As a teammate of Hank Aaron, Joe Adcock, Lew Burdette, Johnny Logan, Eddie Mathews, Red Schoendienst, Warren Spahn and Bobby Thomson, Bruton was the leadoff hitter, chief base stealer and rangy center fielder for the powerful Milwaukee Braves teams of the 1950s.
Bruton started his career when the Braves franchise moved to Milwaukee from Boston in 1953. He became an immediate hero when he hit a 10th-inning home run that gave the Braves a 3-2 victory over St. Louis in Milwaukee's first major league game. A line drive hitter and speedy runner, he led the National League in stolen bases for three consecutive seasons (1953-55), two times in triples (1956, 1960) and once in runs (1960).
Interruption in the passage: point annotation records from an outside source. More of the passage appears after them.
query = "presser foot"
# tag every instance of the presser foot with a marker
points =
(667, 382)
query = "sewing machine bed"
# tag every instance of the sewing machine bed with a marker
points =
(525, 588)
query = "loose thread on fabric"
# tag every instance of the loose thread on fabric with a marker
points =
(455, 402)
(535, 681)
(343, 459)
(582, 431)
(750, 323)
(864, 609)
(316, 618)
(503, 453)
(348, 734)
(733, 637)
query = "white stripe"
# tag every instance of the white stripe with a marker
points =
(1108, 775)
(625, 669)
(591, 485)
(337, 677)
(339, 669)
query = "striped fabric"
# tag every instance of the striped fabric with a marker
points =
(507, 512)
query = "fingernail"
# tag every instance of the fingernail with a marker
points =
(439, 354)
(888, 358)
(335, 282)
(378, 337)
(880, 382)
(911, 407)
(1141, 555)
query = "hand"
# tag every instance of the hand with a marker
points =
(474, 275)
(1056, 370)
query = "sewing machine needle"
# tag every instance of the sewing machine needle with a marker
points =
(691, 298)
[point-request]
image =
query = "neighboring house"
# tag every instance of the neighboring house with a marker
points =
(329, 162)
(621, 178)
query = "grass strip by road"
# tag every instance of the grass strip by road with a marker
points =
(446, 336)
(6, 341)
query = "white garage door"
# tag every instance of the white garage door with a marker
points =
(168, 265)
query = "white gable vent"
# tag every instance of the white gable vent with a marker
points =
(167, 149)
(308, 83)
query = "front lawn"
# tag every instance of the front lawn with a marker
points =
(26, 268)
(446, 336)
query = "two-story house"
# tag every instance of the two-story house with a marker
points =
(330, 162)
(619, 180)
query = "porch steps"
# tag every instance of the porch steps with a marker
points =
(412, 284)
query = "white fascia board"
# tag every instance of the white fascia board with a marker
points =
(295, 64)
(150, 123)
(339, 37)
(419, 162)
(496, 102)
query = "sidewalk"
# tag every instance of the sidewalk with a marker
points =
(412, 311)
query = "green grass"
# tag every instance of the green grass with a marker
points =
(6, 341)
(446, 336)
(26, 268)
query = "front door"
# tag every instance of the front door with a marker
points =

He also led off games with home runs twelve times.
In 1957, a knee injury cost Bruton half of the season and a chance to play in the World Series, which Milwaukee won. The next year, he came back in good form and was the leading hitter with a .412 average in the 1958 World Series, when the Braves lost in seven games with the Yankees.
Bruton hit three triples in a game during the 1959 season. Two of his triples were with the bases loaded -the one and only time it occurred in the National League in the 20th century. He played eight seasons with the Braves before calling it quits in 1964 after four years with the Detroit Tigers.
Bruton died in a car accident in Marshallton, Delaware, while driving near his home in Wilmington, at age of 69.